# Can I expose with vellum?



## Braininfo (Nov 27, 2010)

Im thinking of using vellum or tracing paper to burn onto a screen, because its cheaper. Can i use vellum?I have a workforce 1100 and planning to print onto it using the 1100, will it work?


----------



## jsf (Aug 4, 2009)

6Sensetense said:


> Im thinking of using vellum or tracing paper to burn onto a screen, because its cheaper. Can i use vellum?I have a workforce 1100 and planning to print onto it using the 1100, will it work?


If it is for a one color job, it will work but to those designs that are not too bold. The ink can dis-orient the texture of your vellum, so multi-color jobs will be a miss on registration.

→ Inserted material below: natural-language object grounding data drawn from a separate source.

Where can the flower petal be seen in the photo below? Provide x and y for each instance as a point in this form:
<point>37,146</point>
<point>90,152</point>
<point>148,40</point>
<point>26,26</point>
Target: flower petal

You may want to try paper+oil instead. And if you do, you must extend your time on exposure.


----------



## taricp35 (Dec 10, 2008)

I use vellum all the time, actually that is all I have ever used in the 5+ years I have been in business but mine is for laser printers. I have used vellum for inkjet but I used a HP, just had to make sure the ink was dry before handling it. Had no issues at all regardless of the design. multi-color deigns were not an issue either. I did not use the printer that you are using but i don't see why it would not work.


----------



## Braininfo (Nov 27, 2010)

Vellum is affordable also it has bigger sizes that can fit my wide format printer. Ive heard that i cant use it for really detailed images that require halftone shades. I can only use it for non detailed images. So how much longer is the exposure time for vellum compared to transparencies?


----------



## taricp35 (Dec 10, 2008)

never done halftones so can't argue that point but i have done very detailed images without issues. i expose at 4 minutes with a home made exposure unit. Be aware that exposure times vary with different setups so you will need to test. A step wedge test would be ideal for you to find out your exposure time.


----------



## crazymike (Aug 18, 2008)

Printing on vellum with an Epson you will need to put
the settings on Best Photo and print black ink only.
This is the only way I could use vellum in the past.


----------